相続した土地を売ると、所得税が安くなる!?
相続税と譲渡税の二重の増税に?
しかしながら、平成27年からはこの特例が縮小されてしまいます。この特例の仕組みと特例縮小の影響について確認しておきましょう。
取得費加算の特例とは
相続財産を譲渡した(売った)場合の取得費の特例、いわゆる「取得費加算の特例」は、支払った相続税のうち一定金額を取得費に加算ができる特例で、以下の要件を満たす場合に適用されます。- 相続や遺贈により財産を取得した人であること
- その財産を取得した人に相続税が課税されていること
- その財産を、相続税の申告期限から3年以内に譲渡していること
取得費に加算できる金額の計算方法
取得費が多くなれば利益金額は小さくなり、その分の所得税が少なくなります。計算方法は以下の通りですが、土地と土地以外とでは計算方法が違います(財産の金額は相続税評価額によります。また、計算は個人ごとに行います)。【 相続税×譲渡した財産÷取得した財産(債務控除前) 】
なお土地を譲渡した場合は、「譲渡した財産」の部分は、「取得した全ての土地」とすることができますので、譲渡していない土地(物納は含まれません)の相続税分まで加算ができます。
取得費加算を適用する場合の注意点
この取得費加算の特例を適用する場合は、以下4つの注意点があります。(1)分母となる「取得した財産」は、債務控除前の金額になります。

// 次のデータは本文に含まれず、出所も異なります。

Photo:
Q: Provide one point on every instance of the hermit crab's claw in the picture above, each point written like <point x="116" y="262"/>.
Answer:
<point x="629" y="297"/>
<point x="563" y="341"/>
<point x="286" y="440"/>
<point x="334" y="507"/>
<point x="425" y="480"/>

(2)そもそも譲渡した財産に利益がないと適用はありません。例えば不動産全体としては利益が出ていても、土地は利益、建物は損であった場合は、取得費に加算できるのは土地のみです。
(3)この特例を受ける旨の確定申告をする必要があります。
(4)平成27年1月1日以後に開始する相続からは、「取得した全ての土地」の優遇がなくなります。